Location: Inland Pack Track, Fox River, Buller District, West Coast, New Zealand Coordinates: -42.03407, 171.38888
Brighton Cemetery
Also known as the Fox River Cemetery ( Fox River, West Coast - New Zealand topographic map. WGS84 coordinates: -43.46824096, 169.99025800) and St Kilda Cemetery, the Brighton Cemetery reserve is Section 20, Block I, Brighton Survey District and situated on the Inland Pack Track, about 500 metres upstream from State Highway 6 and on the north side of the Fox River. The Brighton Cemetery was established in 1855 with the first recorded burial being that of 10-month-old Johanna Manson,14 October 1855 in the Methodist section.
Brighton
In 1866 and 1867 prospectors rushed to Brighton and its northern suburb, St Kilda, after gold was found there. Shopkeepers, publicans, dance hall girls, butchers, bakers and bootmakers followed and the town had a harbourmaster, magistrate and postmaster. Surveyed and mapped, Brighton's wooden buildings "had a look of permanence," according to an early report. The lee of Seal Island, a short distance from the beach at Brighton, was a sheltered place in which coastal shipping could anchor. The police barracks were located between the Anglican and Catholic churches and the 'Brighton Times' and 'Pakihi Reporter' were widely read.

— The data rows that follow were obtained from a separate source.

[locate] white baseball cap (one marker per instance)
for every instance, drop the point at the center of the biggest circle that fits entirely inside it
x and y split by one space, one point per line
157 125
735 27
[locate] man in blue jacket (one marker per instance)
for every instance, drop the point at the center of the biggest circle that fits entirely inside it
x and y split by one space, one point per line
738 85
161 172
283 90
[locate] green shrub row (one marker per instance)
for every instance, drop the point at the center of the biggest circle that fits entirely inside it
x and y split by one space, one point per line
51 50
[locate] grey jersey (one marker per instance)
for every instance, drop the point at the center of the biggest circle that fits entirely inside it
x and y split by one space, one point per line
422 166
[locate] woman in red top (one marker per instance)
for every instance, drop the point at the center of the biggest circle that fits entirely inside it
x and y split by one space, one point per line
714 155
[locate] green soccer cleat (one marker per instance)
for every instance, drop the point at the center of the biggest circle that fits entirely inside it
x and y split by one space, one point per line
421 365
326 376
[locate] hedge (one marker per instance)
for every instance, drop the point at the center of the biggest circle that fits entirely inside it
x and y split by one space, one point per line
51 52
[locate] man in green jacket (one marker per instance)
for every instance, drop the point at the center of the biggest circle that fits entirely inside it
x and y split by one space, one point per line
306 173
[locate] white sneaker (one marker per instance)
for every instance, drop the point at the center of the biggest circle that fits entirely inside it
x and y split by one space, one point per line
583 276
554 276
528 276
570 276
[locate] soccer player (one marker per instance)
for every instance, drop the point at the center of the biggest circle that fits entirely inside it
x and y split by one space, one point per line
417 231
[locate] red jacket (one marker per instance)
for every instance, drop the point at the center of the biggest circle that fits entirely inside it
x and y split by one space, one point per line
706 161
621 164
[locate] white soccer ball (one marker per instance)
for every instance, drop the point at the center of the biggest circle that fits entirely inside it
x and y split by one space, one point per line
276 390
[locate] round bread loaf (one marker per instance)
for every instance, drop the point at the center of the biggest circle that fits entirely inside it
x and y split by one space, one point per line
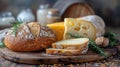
29 37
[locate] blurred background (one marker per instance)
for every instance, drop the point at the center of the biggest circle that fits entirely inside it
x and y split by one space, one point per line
109 10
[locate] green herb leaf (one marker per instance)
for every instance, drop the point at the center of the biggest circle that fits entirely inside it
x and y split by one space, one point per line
2 45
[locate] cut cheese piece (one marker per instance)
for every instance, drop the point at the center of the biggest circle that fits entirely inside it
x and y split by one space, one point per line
58 29
79 28
73 44
62 52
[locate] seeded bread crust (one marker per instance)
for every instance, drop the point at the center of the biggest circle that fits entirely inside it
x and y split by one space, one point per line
30 37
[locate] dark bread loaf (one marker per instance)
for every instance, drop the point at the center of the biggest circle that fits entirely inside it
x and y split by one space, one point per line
30 37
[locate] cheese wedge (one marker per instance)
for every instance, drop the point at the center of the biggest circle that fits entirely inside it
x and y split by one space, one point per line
64 52
58 29
79 28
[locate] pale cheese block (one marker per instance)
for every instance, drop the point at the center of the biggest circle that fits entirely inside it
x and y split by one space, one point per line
58 28
73 44
97 21
79 28
64 52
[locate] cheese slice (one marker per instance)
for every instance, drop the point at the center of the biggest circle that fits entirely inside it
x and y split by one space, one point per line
58 29
79 28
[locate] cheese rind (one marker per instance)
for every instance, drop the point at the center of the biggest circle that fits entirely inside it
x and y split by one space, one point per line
58 29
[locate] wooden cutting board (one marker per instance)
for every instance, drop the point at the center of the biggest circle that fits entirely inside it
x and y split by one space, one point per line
43 58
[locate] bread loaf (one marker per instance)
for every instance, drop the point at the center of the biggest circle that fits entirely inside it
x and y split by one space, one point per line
79 28
64 52
29 37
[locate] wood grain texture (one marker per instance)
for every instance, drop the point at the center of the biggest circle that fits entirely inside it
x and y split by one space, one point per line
43 58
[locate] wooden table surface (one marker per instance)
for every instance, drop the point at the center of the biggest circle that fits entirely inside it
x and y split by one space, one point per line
113 61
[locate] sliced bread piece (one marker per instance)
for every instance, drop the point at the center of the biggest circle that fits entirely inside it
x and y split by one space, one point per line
72 44
80 28
64 52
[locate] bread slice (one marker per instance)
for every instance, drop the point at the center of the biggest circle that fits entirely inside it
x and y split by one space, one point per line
72 44
64 52
80 28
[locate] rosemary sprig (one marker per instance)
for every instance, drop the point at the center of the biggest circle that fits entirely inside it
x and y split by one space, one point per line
112 38
15 27
2 45
92 46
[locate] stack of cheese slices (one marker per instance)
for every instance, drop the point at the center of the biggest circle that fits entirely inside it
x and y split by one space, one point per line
72 36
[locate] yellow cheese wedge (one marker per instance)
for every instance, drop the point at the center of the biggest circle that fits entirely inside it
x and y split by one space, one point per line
79 28
58 29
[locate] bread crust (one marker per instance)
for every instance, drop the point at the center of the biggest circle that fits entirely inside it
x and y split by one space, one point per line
25 41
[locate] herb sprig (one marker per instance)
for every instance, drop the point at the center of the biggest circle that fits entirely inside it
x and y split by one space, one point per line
92 46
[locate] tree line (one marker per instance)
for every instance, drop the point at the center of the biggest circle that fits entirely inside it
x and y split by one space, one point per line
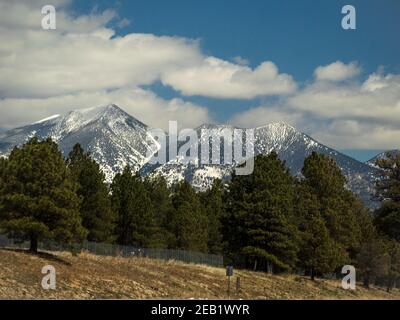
268 220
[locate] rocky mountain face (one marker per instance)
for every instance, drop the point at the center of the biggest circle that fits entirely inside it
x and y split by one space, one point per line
116 139
292 147
383 155
113 137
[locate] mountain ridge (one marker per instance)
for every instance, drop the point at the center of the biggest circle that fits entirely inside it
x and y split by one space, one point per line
116 139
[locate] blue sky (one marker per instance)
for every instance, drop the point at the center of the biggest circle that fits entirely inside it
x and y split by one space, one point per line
296 37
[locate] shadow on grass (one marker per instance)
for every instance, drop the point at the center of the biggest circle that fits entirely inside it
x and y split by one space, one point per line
40 254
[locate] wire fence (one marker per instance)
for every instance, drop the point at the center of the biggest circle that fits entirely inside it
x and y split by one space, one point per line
107 249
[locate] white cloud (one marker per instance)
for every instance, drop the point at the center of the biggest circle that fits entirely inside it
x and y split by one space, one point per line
337 71
342 115
221 79
84 54
241 61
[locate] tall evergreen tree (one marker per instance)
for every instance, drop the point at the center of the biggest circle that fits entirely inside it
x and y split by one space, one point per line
189 220
97 214
135 223
372 259
161 200
388 189
393 271
339 208
318 252
259 226
211 199
38 196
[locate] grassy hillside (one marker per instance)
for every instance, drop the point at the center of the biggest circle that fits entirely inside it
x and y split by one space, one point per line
89 276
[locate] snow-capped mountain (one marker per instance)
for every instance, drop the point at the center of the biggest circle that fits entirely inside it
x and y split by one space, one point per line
291 145
113 137
116 139
383 155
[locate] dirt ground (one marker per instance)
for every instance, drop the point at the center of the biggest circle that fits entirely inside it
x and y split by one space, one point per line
94 277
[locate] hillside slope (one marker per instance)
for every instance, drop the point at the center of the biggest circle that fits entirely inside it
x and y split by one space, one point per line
88 277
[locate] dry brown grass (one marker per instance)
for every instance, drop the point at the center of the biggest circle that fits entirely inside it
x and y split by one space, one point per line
93 277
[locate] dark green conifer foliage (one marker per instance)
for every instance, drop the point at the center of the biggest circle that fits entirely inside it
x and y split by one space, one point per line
189 220
338 207
211 199
38 195
97 214
161 200
136 223
388 216
259 226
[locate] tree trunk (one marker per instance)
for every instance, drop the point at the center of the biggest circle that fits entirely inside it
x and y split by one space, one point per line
34 244
366 282
389 285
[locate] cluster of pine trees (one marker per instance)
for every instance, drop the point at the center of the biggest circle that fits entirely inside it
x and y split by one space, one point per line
268 220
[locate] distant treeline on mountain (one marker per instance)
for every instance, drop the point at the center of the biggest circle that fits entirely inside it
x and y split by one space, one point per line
116 139
269 220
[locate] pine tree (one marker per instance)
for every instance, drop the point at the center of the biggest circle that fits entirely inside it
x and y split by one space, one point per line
38 196
387 217
136 223
211 199
318 252
372 260
189 220
393 272
161 200
96 211
338 207
260 224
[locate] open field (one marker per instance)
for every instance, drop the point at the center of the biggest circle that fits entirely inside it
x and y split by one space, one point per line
88 276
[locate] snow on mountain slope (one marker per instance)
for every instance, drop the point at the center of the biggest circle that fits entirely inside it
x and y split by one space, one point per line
116 139
113 137
291 145
382 155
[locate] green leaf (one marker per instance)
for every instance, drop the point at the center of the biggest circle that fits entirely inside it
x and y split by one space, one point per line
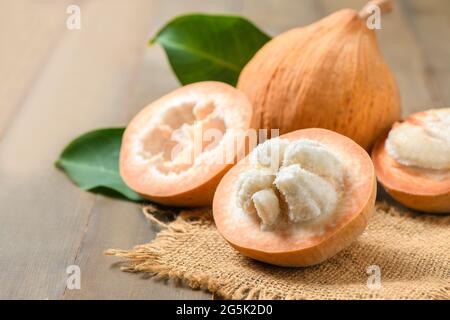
204 47
92 162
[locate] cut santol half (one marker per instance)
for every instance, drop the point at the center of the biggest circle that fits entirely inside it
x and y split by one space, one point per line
176 150
311 201
412 161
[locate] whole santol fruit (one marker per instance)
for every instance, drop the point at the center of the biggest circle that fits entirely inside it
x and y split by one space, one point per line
328 75
412 161
297 200
176 150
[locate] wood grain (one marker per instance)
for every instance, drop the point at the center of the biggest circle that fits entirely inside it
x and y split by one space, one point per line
57 83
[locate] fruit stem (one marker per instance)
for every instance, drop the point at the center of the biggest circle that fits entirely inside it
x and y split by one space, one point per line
385 6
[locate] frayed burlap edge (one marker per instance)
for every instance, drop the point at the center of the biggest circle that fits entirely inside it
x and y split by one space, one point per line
148 257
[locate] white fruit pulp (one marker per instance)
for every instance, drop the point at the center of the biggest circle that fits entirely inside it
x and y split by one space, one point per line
424 143
291 181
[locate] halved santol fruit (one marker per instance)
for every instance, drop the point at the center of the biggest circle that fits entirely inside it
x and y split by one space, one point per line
176 150
308 202
412 161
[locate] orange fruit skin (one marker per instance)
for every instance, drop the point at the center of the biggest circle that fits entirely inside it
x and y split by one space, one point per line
409 186
328 75
322 247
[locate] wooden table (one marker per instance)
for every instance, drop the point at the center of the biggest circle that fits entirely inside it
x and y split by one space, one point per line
57 83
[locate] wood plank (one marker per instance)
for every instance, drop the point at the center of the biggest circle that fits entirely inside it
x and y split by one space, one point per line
58 83
85 84
26 36
116 224
430 22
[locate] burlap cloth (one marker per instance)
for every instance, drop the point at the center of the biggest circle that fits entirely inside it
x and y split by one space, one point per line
411 251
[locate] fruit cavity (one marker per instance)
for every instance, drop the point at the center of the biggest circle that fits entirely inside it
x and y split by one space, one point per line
423 143
176 150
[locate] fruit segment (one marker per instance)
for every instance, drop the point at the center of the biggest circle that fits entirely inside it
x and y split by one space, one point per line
314 204
412 161
176 150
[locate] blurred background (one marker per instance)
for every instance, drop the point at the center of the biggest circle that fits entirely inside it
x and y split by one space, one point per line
56 84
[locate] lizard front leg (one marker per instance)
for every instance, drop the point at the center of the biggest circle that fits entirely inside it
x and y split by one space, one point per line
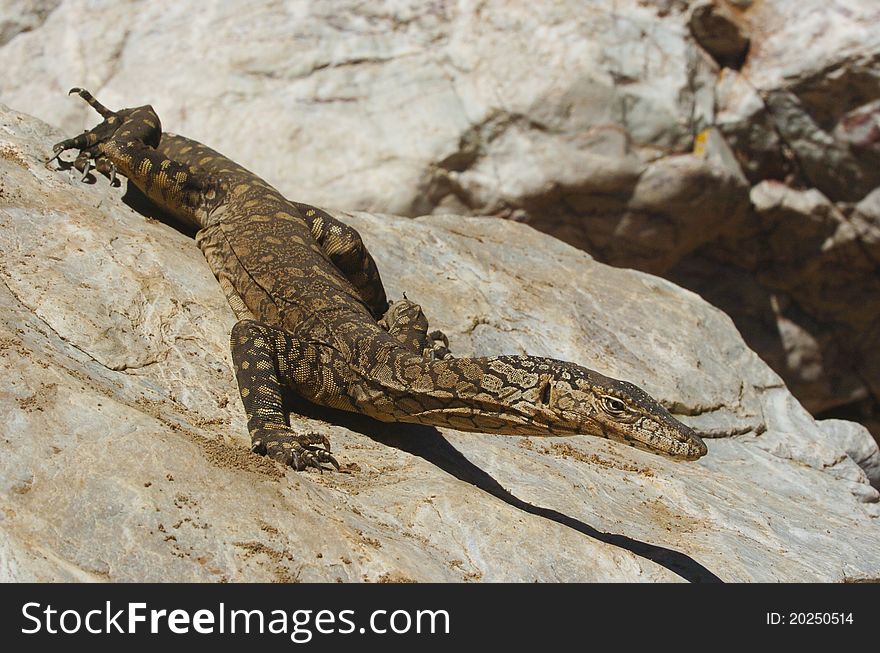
126 142
267 359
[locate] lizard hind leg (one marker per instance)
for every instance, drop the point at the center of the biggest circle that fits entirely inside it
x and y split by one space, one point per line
267 359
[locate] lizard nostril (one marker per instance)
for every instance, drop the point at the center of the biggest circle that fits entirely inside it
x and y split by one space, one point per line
545 393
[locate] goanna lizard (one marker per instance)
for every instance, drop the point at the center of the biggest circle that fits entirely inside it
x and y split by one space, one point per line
314 317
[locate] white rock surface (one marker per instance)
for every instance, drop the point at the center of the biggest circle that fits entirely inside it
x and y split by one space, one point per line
613 126
124 451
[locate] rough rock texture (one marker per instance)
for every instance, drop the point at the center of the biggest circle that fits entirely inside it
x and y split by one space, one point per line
638 131
124 450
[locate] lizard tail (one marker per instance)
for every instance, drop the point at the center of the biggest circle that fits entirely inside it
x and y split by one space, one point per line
97 106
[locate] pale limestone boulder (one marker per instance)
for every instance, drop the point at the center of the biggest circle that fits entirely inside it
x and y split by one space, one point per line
125 451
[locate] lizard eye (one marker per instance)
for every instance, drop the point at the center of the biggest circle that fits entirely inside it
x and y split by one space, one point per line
613 405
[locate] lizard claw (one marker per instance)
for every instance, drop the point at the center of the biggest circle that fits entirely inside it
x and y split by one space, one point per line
299 450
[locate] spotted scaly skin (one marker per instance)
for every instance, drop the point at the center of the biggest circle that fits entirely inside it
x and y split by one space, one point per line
313 316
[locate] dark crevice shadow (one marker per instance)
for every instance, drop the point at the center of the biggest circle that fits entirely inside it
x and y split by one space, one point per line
428 443
140 203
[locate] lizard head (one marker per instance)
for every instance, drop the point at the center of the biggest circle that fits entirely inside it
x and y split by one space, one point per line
573 399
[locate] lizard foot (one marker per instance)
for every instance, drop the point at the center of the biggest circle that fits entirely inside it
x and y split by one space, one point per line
439 349
299 450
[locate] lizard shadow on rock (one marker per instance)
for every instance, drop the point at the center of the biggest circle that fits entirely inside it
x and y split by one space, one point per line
428 443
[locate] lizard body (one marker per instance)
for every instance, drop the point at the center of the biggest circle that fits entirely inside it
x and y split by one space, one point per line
313 316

By 1870 gold was became increasingly depleted and prospectors moved on. Shops and hotels were closed and the windows were boarded up. Some families remained to continue farming or mine coal while the sea and the river slowly reclaimed Leek, Rose and Thistle Streets. Today nothing remains of Brighton apart a cluster of headstones and names in a small cemetery submerged in punga fern. There are no signs to indicate that Brighton ever existed.
Burials
After Johanna Manson was buried in 1855, records of deaths associated with the Brighton Cemetery listed in Les Wright's book "Brighton. Its Boom and Bust", published in 1910 by Friends of the Fox River and Bridge Inc., begin ten years later with an unnamed man who fell from 'Jacobs Ladder', Te Miko Cliff and another unnamed man, about 30 years old and thought to be Italian, who burst a blood vessel while climbing up a steep declivity, both reported 30 October 1866. Three doctors, Joshua hayes (23) surgeon, died of heart disease and thisis 02 April (or May) 1867, Shadforth Anderson (34), surgeon died of typhoid fever 07 June 1967 and Joseph Worrall died in Brighton Hospital of fever 30 June or 01 July 1869.
At least ten children and infants and three teenagers are buried in the cemetery. Of the seven woman buried there, three died in childbirth, one from incessant vomiting and no cause of death is given for the others. Men died in a variety of types of mining and other accidents, from drowning, lung and heart diseases and epilepsy. Jeremiah McGrath a 29 year old miner, was murdered, 'feloniously killed and slain', in a 'house of ill repute', by Edward Carroll 30 October 1867. One man named Bromley, left a suicide note while another itinerant, known as 'The Tin Man', was found dead on the Gentle Annie track and buried by Constables - reported 02 october 1892. A skull dug up by workmen about 16 January 1870 and another skull with other human bones found in a crevice in a rock near the Brighton Beach in February 1908 are also interred in the cemetery.
Elizabeth Robertson (67), died 24. April 1895, is said to have been the last known person to be buried in St Kildas (Brighton) Cmetery. Her grave was marked with a wooden cross.
In 1906, a report in the' Grey River Argus' noted that "the Brighton cemetery, situated on the hillside, in which so many miners were laid to rest, is now almost overgrown with shrubs, and only the iron fence indicates that this plot was set aside as God's acre." The cemetery is being tended by Conservation Volunteers, N.Z, [1]
Transcript of Headstones in the Photograph
1. Sacred to the memory of Thomas Martin, native of North Rath Rilland, County Down, Ireland, who drowned in the Foxes River on 30th march 1869. Aged 30 years. Deeply lamented by all who knew him, in the midst of life earned death.
2. In memory of Elizabeth, the beloved wife of Archibald Hinds of Ballymena County, who died at Brighton NZ on 7th July 1874 aged 43 years. A true believer in the Lord Jesus Christ.